The point is that data – when it’s strong – can help support any kind of business growth, marketing or recruiting initiative.

Assign roles and establish processes – It’s important to assign specific responsibilities to individuals involved in the data process, ensure you have clear lines of communication internally between departments and have a consistent process for data requests.

If research is needed by the business development and marketing team but the actual work is conducted by the knowledge management team, make sure your team members explain the why behind the data request instead of just asking for bits of information. In other words, the purpose of what you are trying to achieve with the data you are seeking. This will enable those gathering and synthesizing the data to give you a better work product.

When thinking about staffing, map out the data steps and then think about who would be best to work on the project. These steps include gathering the data, storing it, processing/analyzing it, pulling out the insights from the data and then finally presenting the data. If you find you need additional help that your firm is not currently equipped to handle, outsource the projects.

Finally, set up a process with a simple online intake form to streamline, track and manage data requests. Tracking past data requests in a central place can also improve your efficiency for future similar queries.

Collecting data. You have the systems and team in place but how are you going to collect the data you need for the specific project? First, start by identifying the questions that you want your data to answer. Would qualitative or quantitative data be helpful? A combination of the two? You may want to set up a survey to send out via email and social media as well, especially if you are creating a white paper or research report and want to include timely voices and opinions as part of your narrative.
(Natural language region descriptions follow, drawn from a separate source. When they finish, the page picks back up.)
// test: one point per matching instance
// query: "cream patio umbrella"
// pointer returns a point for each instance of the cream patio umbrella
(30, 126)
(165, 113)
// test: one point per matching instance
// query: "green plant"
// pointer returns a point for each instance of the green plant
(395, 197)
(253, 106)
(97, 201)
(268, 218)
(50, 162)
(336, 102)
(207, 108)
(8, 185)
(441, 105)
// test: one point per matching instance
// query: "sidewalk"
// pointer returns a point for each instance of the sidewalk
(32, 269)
You can then start to shape the narrative of your project based on the raw data.

How to synthesize and present your data. The next step is how to turn your raw data into insights while ensuring you present it in a way that effectively engages and persuades your target audience. This involves knowing your audience and how they would best respond to the information at hand. Do written reports resonate with them? PowerPoints with charts and graphs? Or are they more captivated by storytelling? Always think about how to best convey the information you have or all the work you put into researching and creating your insights can fall flat.
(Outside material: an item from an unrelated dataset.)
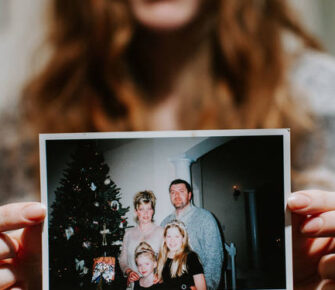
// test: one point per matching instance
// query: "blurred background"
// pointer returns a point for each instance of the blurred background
(23, 25)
How to maintain the accuracy of your data moving forward. Now that you’ve spent all this time and effort getting your data in good shape and figuring out the data you need, it’s crucial to ensure you have the right tools and processes to maintain your data and make it actionable. Decide the cadence of reporting certain data and assign stakeholders responsible for the process. Create easy-to-update templates so you don’t have to reinvent the wheel each time when synthesizing the data and so you can easily benchmark each report against the others.
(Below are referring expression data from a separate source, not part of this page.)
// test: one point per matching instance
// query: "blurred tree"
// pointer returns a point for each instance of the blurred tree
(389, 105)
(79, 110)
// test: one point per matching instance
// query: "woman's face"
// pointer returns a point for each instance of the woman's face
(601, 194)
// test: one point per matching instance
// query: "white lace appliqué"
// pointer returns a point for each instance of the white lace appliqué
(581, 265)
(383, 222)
When it comes to people data, your Client Relationship Management (CRM) system not only helps with managing contacts, but when fully deployed and utilized, it can also improve client service, streamline your lead generation process, and uncover hidden relationships. Of course, the key to having a successful CRM system is participation by key stakeholders and having updated data. Take the time to ensure your contacts are regularly updated and segmented. If you find this task to be too much to manage internally, you can outsource it.

In Summary

There is no shortage of data available to law firms and legal service organizations today. The key is to be strategic about collecting it, updating it, synthesizing it and sharing it. Those organizations that view data as a strategic asset and develop robust data and analytics strategies are the ones that will have strategic advantage in today’s competitive legal market.